C’est, en tout cas, ce que semble penser l’OCBC qui vient de procéder à plusieurs auditions et perquisitions toute la journée d’hier dans le monde du marché de l’art. C’est ce que tout le milieu, des conservateurs aux marchands, en passant par les historiens de l’art spécialisés, murmure à demi-mot depuis au moins un an.

La Tribune de l’Art ne traite du marché de l’art que s’il touche à l’histoire de l’art au sens le plus noble du terme (nouvelles attributions, découvertes majeures, dispersion d’un fonds d’atelier, ventes aux enchères comprenant des œuvres majeures…) ou aux musées (acquisitions notamment). Si cette affaire n’avait concerné que des particuliers, nous ne nous en préoccuperions pas.

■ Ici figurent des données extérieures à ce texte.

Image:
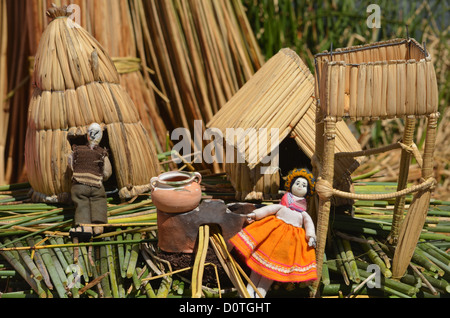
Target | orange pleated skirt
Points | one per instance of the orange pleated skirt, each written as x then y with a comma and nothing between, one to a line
277,250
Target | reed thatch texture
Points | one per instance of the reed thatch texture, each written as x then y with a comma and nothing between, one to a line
17,90
384,80
77,84
381,80
202,52
117,26
279,96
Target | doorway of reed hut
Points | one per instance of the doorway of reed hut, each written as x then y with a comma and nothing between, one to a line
111,185
291,157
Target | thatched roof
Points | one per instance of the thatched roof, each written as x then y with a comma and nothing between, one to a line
76,84
281,95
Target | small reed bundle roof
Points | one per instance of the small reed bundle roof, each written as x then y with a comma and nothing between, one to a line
280,96
388,79
381,80
76,84
4,114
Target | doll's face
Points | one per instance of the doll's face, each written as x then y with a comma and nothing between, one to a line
95,134
300,187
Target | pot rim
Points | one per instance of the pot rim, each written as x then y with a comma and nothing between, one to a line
191,176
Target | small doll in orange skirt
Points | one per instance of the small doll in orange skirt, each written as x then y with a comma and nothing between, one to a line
279,245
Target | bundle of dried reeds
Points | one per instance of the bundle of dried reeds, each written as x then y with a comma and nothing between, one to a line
202,53
279,96
17,89
77,84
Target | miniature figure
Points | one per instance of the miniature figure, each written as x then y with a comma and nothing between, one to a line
279,244
91,167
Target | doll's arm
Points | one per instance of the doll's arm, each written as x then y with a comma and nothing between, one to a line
309,229
263,212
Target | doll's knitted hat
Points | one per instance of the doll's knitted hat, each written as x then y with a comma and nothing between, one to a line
304,173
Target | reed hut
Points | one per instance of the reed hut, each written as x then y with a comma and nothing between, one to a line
76,84
388,79
279,96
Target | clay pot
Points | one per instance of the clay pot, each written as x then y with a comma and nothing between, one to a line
176,191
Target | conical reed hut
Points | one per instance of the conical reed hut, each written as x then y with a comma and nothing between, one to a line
76,84
279,96
387,79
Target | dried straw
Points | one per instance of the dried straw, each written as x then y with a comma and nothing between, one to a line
77,83
279,96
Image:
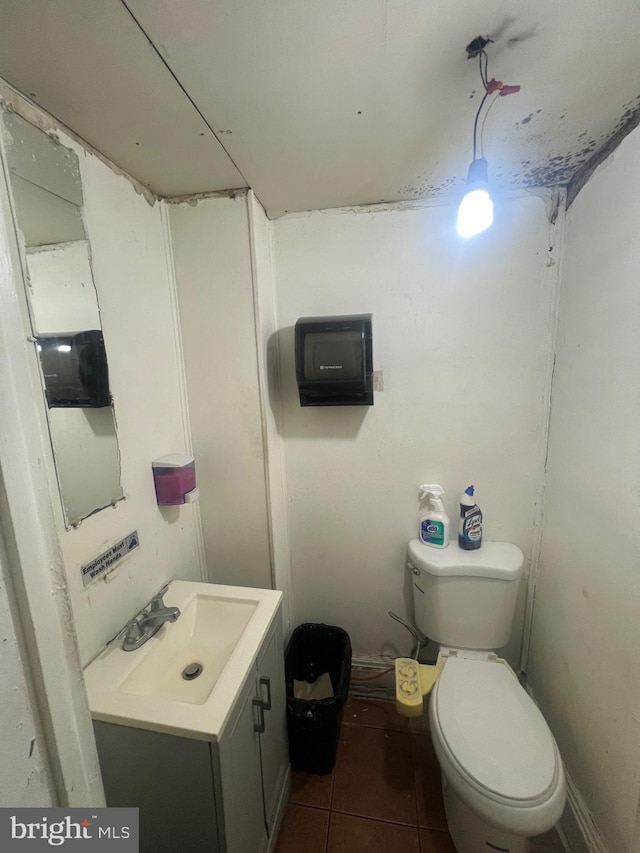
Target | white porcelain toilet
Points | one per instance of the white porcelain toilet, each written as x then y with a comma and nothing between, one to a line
502,774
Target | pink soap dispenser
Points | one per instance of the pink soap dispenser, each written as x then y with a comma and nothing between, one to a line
174,476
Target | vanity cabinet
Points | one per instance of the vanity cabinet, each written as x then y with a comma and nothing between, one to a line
210,796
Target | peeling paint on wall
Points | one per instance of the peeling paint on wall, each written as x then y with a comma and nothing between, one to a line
36,116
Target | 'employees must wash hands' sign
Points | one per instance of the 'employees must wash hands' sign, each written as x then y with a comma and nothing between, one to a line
90,571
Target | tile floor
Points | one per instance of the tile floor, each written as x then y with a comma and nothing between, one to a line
383,795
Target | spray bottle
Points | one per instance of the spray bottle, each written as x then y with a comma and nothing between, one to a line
434,523
470,523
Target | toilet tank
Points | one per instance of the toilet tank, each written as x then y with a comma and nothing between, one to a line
465,599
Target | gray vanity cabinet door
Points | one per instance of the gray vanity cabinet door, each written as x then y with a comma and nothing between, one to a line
169,779
242,777
273,742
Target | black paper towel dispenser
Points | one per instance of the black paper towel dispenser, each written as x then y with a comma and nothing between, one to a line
334,360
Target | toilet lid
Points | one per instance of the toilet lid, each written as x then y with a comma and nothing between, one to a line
493,731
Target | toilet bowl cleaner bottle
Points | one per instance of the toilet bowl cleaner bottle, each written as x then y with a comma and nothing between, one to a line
470,523
434,523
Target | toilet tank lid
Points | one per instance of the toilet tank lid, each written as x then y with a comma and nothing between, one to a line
500,560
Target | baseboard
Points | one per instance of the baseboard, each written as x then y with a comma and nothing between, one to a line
373,677
577,827
283,799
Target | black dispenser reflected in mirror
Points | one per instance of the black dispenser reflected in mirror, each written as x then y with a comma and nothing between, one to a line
334,360
75,370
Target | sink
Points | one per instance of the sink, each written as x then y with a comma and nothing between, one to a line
186,677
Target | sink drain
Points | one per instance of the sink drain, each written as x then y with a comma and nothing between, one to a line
192,671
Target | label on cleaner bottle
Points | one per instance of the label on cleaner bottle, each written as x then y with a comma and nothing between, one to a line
471,524
432,531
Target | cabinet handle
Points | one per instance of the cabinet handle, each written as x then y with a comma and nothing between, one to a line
259,726
266,682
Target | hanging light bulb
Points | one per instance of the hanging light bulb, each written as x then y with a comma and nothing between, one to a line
475,213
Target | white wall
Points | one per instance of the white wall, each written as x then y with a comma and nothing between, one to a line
585,651
132,270
63,297
25,779
462,333
213,262
132,274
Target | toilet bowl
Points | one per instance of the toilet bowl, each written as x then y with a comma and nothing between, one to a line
502,775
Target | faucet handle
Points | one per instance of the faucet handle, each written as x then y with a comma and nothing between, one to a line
156,602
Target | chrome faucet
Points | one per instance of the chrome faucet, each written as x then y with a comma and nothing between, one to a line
148,623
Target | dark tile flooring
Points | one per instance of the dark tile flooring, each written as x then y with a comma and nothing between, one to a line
383,795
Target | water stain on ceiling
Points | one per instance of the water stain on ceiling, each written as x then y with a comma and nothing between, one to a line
319,105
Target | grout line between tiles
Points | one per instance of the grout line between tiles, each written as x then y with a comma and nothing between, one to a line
376,819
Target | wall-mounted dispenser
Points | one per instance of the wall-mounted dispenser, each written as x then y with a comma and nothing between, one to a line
334,360
174,476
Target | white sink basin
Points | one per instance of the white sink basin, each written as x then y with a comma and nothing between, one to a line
220,629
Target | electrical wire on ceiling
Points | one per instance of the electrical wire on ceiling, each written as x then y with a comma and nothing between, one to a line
475,213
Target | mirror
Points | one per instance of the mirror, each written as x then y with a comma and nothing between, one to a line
65,317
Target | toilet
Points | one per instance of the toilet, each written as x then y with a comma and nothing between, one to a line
502,775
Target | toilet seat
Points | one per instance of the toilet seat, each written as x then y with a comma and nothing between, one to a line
494,745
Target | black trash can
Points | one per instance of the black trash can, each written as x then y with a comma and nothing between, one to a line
314,724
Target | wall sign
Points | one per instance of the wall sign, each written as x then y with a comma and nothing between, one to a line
90,571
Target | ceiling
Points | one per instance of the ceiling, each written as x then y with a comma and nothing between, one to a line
327,103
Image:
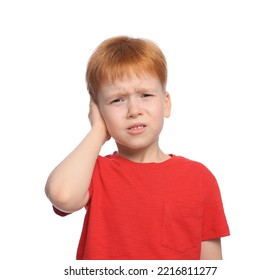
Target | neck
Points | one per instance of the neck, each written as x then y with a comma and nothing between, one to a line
145,155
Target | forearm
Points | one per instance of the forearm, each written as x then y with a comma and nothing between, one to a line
67,185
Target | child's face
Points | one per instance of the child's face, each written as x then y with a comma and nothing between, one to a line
134,110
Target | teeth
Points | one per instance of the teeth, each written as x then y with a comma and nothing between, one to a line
137,127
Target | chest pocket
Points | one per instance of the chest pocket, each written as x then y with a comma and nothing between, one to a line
181,227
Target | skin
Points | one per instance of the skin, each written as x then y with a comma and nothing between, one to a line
131,111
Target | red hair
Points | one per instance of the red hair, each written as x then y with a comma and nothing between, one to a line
121,56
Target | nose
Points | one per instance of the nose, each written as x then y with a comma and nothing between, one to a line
133,108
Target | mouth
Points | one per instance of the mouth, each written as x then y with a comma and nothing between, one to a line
136,128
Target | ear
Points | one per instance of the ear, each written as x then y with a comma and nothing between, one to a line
167,105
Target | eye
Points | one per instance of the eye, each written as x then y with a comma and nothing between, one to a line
115,100
145,95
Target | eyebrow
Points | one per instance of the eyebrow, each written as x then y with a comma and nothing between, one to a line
124,93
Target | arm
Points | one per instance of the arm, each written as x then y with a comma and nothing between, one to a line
211,250
67,185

Mais pas moins de quatre meubles (ou plutôt quatre achats, concernant six meubles en tout) acquis par Versailles sont mis en cause dans cette affaire, tous faisant partie de la même filière présumée, certains ayant même été classés « trésor national ». Deux autres chaises, également déclarées trésor national, que Versailles a failli acheter, l’ont été finalement par un particulier étranger en France. Celui-ci a rendu les meubles à l’antiquaire qui les avait vendus, en début d’année, et a été remboursé…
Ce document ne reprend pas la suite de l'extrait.